The test.csv file showed below:

word,times
nan,1

Problem description

read_csv() will throw a exception when read csv file has str 'NaN'

[this should explain why the current behaviour is a problem and why the expected output is a better solution.]

I think it has a str 'nan' becuase it conflicts with python built-in words.

if i remove 'nan' string, it works good.

Output


Expected Output

Output of pd.show_versions()

# Paste the output here pd.show_versions() here INSTALLED VERSIONS ------------------ commit: None python: 3.5.2.final.0 python-bits: 64 OS: Linux OS-release: 4.8.0-2-amd64 machine: x86_64 processor: byteorder: little LC_ALL: LANG: en_US.UTF-8 LOCALE: en_US.UTF-8 pandas: 0.19.2 nose: None pip: 9.0.1 setuptools: 32.3.0 Cython: None numpy: 1.12.0 scipy: None statsmodels: None xarray: None IPython: 5.1.0 sphinx: None patsy: None dateutil: 2.6.0 pytz: 2016.10 blosc: None bottleneck: None tables: None numexpr: None matplotlib: 2.0.0 openpyxl: None xlrd: None xlwt: None xlsxwriter: None lxml: None bs4: 4.5.1 html5lib: 0.999999999 httplib2: 0.9.2 apiclient: None sqlalchemy: None pymysql: None psycopg2: None jinja2: 2.9.4 boto: None pandas_datareader: None

Comment From: jreback

are you sure?

In [1]: pd.__version__
Out[1]: '0.19.2'

In [2]: data = """word,times
   ...: nan,1"""

In [3]: pd.read_csv(StringIO(data), dtype={
   ...:     'word': str,
   ...:     'times': int,
   ...: })
Out[3]: 
  word  times
0  NaN      1

or if you really want to keep the actual work nan (and not mark it as missing)

In [7]: pd.read_csv(StringIO(data), dtype={
   ...:     'word': str,
   ...:     'times': int,
   ...: }, keep_default_na=False)
Out[7]: 
  word  times
0  nan      1

Comment From: netcan

@jreback I sorry, I have updated the code

Comment From: jreback

@netcan so what exactly is the issue? the read df looks fine.

Comment From: netcan

@jreback df looks file, but I worked with bokeh, if df has 'nan' str, it would throw a exception, and if I remove 'nan' from csv, it works find.
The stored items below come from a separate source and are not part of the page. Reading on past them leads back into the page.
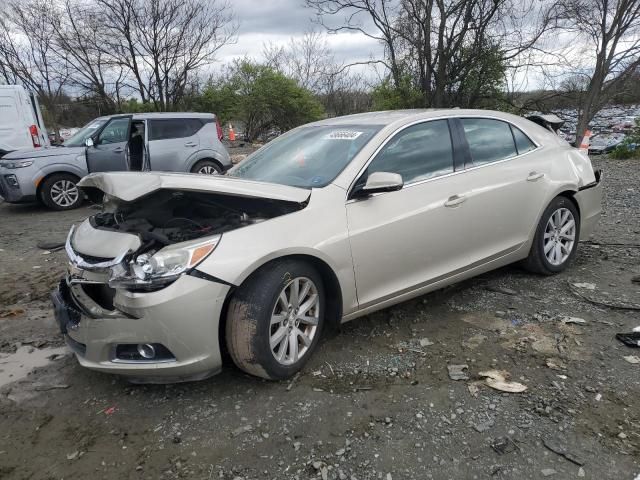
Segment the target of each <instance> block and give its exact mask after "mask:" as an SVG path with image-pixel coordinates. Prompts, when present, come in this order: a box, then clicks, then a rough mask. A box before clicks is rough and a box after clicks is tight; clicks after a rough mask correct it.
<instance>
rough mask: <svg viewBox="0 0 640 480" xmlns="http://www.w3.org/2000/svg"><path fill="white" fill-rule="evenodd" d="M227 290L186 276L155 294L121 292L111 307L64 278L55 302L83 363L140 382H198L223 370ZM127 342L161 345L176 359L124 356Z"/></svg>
mask: <svg viewBox="0 0 640 480" xmlns="http://www.w3.org/2000/svg"><path fill="white" fill-rule="evenodd" d="M229 288H230V287H229V286H228V285H223V284H220V283H216V282H213V281H210V280H205V279H201V278H197V277H195V276H191V275H183V276H182V277H180V278H179V279H178V280H176V281H175V282H174V283H172V284H171V285H169V286H167V287H165V288H163V289H161V290H158V291H155V292H145V293H137V292H129V291H126V290H117V291H116V293H115V297H114V298H113V309H109V308H105V306H104V305H103V304H101V303H98V302H97V301H96V300H94V299H93V298H92V297H91V296H90V295H88V294H87V293H86V291H85V290H84V287H83V284H80V283H72V284H70V285H69V284H68V283H67V281H66V280H64V281H63V282H61V285H60V286H59V287H58V290H57V291H56V292H54V294H53V297H54V298H53V300H54V306H55V309H56V318H57V319H58V321H59V323H60V324H61V330H62V332H63V333H64V334H65V338H66V340H67V343H68V345H69V347H70V348H71V349H72V350H73V351H74V353H75V354H76V357H77V358H78V361H79V362H80V364H81V365H82V366H84V367H87V368H89V369H92V370H97V371H100V372H106V373H114V374H119V375H125V376H127V377H129V378H130V379H132V380H135V381H139V382H147V383H168V382H178V381H189V380H199V379H202V378H206V377H208V376H210V375H213V374H215V373H218V372H219V371H220V369H221V368H222V359H221V354H220V345H219V335H218V328H219V323H220V316H221V313H222V309H223V305H224V301H225V298H226V296H227V293H228V291H229ZM61 303H62V305H61ZM64 312H66V313H67V317H68V318H65V315H64ZM123 344H161V345H163V346H164V347H166V348H167V349H168V350H169V351H170V352H171V353H172V354H173V356H174V357H175V358H174V359H172V360H169V361H167V360H158V361H153V360H122V359H119V358H117V357H116V346H117V345H123Z"/></svg>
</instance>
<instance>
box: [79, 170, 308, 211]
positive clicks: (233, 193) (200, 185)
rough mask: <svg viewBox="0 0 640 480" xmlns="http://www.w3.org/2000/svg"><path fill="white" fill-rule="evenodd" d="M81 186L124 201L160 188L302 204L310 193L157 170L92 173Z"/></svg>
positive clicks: (81, 182) (294, 189)
mask: <svg viewBox="0 0 640 480" xmlns="http://www.w3.org/2000/svg"><path fill="white" fill-rule="evenodd" d="M78 186H79V187H81V188H97V189H98V190H100V191H102V192H104V193H106V194H108V195H111V196H113V197H116V198H118V199H120V200H122V201H125V202H131V201H133V200H136V199H138V198H140V197H143V196H145V195H148V194H150V193H153V192H155V191H157V190H185V191H197V192H211V193H222V194H226V195H232V196H238V197H249V198H266V199H270V200H282V201H288V202H296V203H303V202H305V201H306V200H307V199H308V198H309V196H310V194H311V192H310V191H309V190H306V189H304V188H297V187H289V186H287V185H278V184H275V183H266V182H255V181H251V180H244V179H241V178H235V177H229V176H226V175H196V174H184V173H182V174H181V173H158V172H142V173H140V172H113V173H92V174H90V175H87V176H86V177H84V178H83V179H82V180H80V182H78Z"/></svg>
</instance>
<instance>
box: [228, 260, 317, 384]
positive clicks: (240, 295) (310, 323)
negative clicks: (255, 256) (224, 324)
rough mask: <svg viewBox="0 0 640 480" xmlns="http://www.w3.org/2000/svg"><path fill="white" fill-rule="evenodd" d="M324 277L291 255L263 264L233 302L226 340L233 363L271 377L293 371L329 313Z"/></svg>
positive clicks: (309, 356)
mask: <svg viewBox="0 0 640 480" xmlns="http://www.w3.org/2000/svg"><path fill="white" fill-rule="evenodd" d="M324 312H325V291H324V286H323V283H322V278H321V276H320V275H319V274H318V272H317V271H316V270H315V269H314V268H313V267H311V266H310V265H308V264H306V263H304V262H300V261H296V260H286V261H282V262H278V263H275V264H271V265H269V266H267V267H263V269H262V270H260V271H259V272H257V273H256V274H255V275H254V276H253V277H251V278H250V279H249V280H248V281H247V282H246V283H245V284H243V285H242V287H241V288H240V289H239V290H238V291H237V293H236V294H235V295H234V297H233V298H232V299H231V302H230V303H229V310H228V314H227V324H226V342H227V347H228V349H229V353H230V354H231V358H232V359H233V361H234V363H235V364H236V365H237V366H238V367H239V368H241V369H242V370H244V371H245V372H247V373H250V374H252V375H256V376H258V377H262V378H267V379H270V380H280V379H285V378H289V377H291V376H293V375H294V374H295V373H296V372H298V371H299V370H300V369H302V367H303V366H304V364H305V363H306V362H307V361H308V360H309V357H311V354H312V352H313V351H314V349H315V348H316V345H317V344H318V341H319V339H320V333H321V331H322V326H323V323H324V315H325V313H324Z"/></svg>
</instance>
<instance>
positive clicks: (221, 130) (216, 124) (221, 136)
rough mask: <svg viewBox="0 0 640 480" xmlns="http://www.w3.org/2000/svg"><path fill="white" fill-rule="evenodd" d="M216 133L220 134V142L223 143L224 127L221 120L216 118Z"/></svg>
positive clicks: (219, 139)
mask: <svg viewBox="0 0 640 480" xmlns="http://www.w3.org/2000/svg"><path fill="white" fill-rule="evenodd" d="M216 131H217V132H218V140H220V141H222V139H223V138H224V134H223V133H222V127H221V126H220V120H218V118H217V117H216Z"/></svg>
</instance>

I test bokeh with lists that has 'nan', it works find... so I supposed It would be pandas... ValueError: expected an element of either List(String) or List(Int), got [nan]

Comment From: jreback

you can address bokeh on there issue list. I don't really know if they support missing values in a graph like that.